Implementation:Rapidsai Cuml Sign Flip MG
| Knowledge Sources | |
|---|---|
| Domains | Machine_Learning, Dimensionality_Reduction |
| Last Updated | 2026-02-08 12:00 GMT |
Overview
Provides multi-node multi-GPU (MNMG) sign-flip operations for stabilizing the sign of eigenvectors produced by PCA and tSVD decompositions.
Description
Eigenvectors are only determined up to a sign (i.e., if v is an eigenvector, so is -v). This ambiguity can cause inconsistent results across runs or across nodes in a distributed setting. The functions in this header resolve this by flipping the sign of eigenvector columns so that the largest absolute value in each column is positive, producing deterministic, reproducible results.

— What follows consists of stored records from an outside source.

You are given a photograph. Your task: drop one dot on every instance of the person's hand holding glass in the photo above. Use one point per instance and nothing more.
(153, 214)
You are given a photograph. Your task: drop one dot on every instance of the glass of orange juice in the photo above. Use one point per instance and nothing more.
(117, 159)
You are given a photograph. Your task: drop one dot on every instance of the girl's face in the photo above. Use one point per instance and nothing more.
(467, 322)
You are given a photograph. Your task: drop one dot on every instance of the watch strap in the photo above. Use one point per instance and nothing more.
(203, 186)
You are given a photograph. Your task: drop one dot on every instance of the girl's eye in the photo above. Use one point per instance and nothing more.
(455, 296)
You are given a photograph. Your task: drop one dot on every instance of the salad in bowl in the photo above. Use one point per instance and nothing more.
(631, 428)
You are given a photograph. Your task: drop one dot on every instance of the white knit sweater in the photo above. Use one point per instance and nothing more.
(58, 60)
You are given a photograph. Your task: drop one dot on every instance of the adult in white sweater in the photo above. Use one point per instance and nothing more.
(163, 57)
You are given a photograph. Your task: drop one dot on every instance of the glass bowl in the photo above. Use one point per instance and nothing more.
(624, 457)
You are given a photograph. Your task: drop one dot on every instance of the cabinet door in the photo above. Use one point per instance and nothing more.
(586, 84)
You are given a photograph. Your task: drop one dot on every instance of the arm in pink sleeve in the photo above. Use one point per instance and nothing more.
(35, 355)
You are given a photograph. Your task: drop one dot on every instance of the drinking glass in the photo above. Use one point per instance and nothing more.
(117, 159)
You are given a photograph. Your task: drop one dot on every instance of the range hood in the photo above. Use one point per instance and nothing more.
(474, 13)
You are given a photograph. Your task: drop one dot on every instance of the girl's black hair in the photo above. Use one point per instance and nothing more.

Two function families are provided:
sign_flip_components_u: Flips signs using the input data matrix to determine the dominant sign. Accepts additional parameters for number of samples, features, and an option to center the input data. This variant is used when the full U matrix (left singular vectors) context is needed.
sign_flip: A simpler variant that flips signs based on the input data and component matrix directly, requiring only the number of components.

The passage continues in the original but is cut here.